On 26/12/08 00:36, Michael Ströder wrote:
Paul Hoffman wrote:
At 7:16 PM +0100 12/25/08, Michael Ströder wrote:
I'd tend to punish a rogue CA by removing their root CA cert from NSS.
I do not see a rogue CA. The evidence of the posts here suggests a flaw
leading to false certs was found and such certs were issued; and that
the CA responded when made aware.
What is rogue about that? Are you saying they didn't respond?
Maybe this serves as a good example to other CAs that the Mozilla CA
policy is really enforced.

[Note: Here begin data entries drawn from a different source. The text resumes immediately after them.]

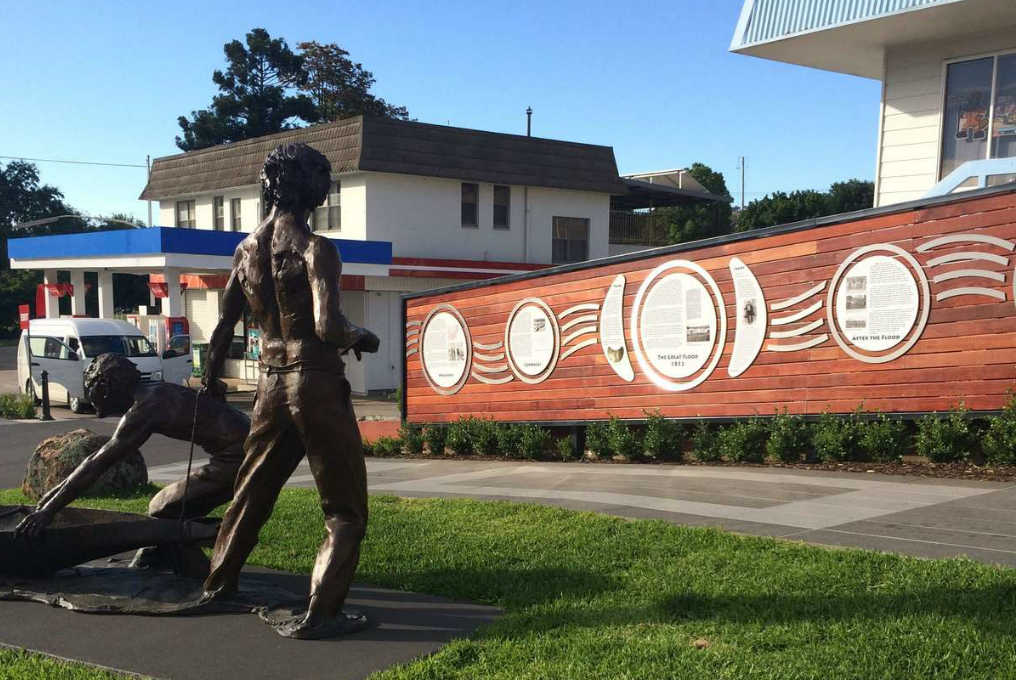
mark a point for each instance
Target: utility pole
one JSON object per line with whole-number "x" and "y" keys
{"x": 147, "y": 162}
{"x": 742, "y": 182}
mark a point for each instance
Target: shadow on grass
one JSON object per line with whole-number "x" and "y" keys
{"x": 503, "y": 588}
{"x": 990, "y": 609}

Otherwise nobody will care.
This is Firefox we're talking about, not IE. Do you really think that
this is going to help end users, or just hurt people who bought
certificates from the lax (not rogue) CA?
PKI is about security.
Security is risks and costs. In this case, there is low risk and zero
costs. Perhaps because the problem was caught early on, but security is
about real hard facts not conjecture.
(If you want real hard costs and losses and grief, check out phishing.
Where's the lynch mob when we are dealing with phishing, I wonder?)
Strange I have to remind you about that. There is
a Mozilla CA policy which was violated possibly causing a risk for
end-users. Mozilla has to give some evidence to the community and CAs
that the policy is enforced.
But it has! Mozilla talked to the CA. The CA is dealing with it.
There are emails to that extent, posted here.
What else is necessary? And more importantly, why?
iang, curiosity mode switched to hard-ON.